After I modeled for students my thoughts aloud, I had students follow the same process on their own. I gave students a typed copy of an article from the students magazine that I asked parents to prescribe to at the beginning of the school year. I typed the article so that students could make notes in the margin of the article. I allowed them time to read the article and make notes in the margin of the article. I told students to make sure they are using the guiding questions about main idea and events from the chart to drive their reading. While students are working, I circulate the room to work with students who need extra guidance.

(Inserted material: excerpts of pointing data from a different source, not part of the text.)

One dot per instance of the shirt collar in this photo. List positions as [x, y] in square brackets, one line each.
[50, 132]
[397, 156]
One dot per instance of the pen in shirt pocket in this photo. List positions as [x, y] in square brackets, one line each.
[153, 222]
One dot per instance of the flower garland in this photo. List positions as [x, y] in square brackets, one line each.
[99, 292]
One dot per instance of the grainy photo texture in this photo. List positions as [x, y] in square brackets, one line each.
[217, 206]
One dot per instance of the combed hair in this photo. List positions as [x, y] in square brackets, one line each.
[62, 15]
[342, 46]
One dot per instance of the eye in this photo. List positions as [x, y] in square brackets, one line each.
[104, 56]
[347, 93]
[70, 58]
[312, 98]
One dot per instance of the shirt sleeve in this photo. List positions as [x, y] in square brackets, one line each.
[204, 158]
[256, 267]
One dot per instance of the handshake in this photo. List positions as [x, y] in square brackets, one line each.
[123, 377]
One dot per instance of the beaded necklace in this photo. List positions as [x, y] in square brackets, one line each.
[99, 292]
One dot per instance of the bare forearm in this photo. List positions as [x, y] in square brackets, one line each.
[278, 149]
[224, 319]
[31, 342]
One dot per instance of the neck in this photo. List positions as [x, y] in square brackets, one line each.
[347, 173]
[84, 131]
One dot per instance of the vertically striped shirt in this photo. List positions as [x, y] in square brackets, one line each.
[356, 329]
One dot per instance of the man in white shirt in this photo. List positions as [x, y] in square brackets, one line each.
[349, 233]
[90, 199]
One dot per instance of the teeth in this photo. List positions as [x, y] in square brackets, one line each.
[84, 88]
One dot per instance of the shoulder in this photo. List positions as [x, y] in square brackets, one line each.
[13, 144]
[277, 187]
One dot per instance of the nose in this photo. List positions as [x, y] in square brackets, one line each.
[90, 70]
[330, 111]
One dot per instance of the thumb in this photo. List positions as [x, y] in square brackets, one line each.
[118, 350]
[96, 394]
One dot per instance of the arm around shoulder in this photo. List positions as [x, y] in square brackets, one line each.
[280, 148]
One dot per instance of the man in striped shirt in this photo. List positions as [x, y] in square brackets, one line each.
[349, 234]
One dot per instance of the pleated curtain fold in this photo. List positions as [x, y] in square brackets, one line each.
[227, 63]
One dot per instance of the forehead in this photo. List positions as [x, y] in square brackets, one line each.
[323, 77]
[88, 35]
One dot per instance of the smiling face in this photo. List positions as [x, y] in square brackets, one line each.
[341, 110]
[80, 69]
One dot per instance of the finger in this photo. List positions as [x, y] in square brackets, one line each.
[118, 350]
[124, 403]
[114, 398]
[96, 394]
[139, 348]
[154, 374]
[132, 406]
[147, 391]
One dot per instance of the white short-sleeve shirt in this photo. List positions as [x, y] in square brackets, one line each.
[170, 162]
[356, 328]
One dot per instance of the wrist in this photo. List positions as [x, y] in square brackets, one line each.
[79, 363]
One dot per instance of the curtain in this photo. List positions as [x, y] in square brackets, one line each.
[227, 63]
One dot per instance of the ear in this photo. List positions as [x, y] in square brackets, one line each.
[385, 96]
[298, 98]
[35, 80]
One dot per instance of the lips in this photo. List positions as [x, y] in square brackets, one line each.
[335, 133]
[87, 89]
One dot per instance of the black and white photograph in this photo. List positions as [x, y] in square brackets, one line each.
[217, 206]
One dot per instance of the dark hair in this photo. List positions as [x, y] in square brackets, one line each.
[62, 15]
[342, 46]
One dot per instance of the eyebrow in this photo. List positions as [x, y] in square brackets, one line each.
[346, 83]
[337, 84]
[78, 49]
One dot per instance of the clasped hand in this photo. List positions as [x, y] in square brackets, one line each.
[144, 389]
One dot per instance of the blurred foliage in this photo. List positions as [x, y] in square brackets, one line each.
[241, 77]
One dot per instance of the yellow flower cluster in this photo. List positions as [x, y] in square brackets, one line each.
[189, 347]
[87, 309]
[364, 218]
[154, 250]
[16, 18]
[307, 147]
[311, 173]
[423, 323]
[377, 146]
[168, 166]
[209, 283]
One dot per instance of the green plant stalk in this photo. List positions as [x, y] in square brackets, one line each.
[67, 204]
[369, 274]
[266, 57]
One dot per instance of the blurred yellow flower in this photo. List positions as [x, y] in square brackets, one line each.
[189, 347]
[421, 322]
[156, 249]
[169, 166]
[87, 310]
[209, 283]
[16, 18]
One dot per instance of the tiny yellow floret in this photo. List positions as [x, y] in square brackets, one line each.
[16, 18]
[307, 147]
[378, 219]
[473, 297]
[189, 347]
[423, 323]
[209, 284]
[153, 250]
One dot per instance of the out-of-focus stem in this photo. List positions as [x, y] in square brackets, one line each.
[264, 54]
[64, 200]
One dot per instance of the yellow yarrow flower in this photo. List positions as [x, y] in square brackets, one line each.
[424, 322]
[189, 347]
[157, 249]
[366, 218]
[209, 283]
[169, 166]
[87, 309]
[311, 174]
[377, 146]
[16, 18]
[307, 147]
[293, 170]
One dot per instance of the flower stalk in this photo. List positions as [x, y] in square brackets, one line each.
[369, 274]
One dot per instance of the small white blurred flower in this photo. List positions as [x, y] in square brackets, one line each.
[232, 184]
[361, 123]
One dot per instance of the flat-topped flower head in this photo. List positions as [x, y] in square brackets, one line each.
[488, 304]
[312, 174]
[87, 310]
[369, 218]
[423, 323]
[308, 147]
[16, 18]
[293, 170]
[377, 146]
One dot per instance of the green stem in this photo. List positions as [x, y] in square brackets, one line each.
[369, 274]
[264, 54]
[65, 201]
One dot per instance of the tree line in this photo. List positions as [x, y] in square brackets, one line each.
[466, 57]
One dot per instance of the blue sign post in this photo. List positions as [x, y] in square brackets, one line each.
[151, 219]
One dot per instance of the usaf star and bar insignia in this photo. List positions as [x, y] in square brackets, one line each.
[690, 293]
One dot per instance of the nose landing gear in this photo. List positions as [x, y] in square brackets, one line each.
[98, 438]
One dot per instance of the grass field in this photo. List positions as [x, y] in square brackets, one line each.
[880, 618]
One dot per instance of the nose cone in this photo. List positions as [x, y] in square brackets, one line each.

Next, I had students refer back to my notes. Here I showed students where I had completed reading the article on my own and had jotted down notes in the margin about my thoughts and facts I thought were important. Then, I had students look at some questions that were on the back of the page. Together, we looked at the first question. I ask students to skim my notes and see if any of the notes I took could help me answer that question. Most of the students said yes. Ok, well what should I do? Students said I should go back to that section where the notes were that pertained to the question and use the information to help me answer the question. So I modeled reading the section aloud and re-reading my notes. I then asked students to help me formulate an answer for that question. Together we answered the question.
After modeling answering a question using my notes, I had students practice doing the same thing with a set of questions. The questions dealt with main idea of the text and details that support the main idea. Students were asked to answer the question using the notes they took in the margins of the article.
As we came back together to close out the lesson, I had students share their answers and the notes they took that helped them answer the questions. Later, we discussed how taking notes helped students answer their questions. I asked students if they felt more confident in their answers after the activity and also asked what were their thoughts on the activity. I wanted students to understand that reading actively and taking something away from your reading, helps you respond to questions about the text more effectively.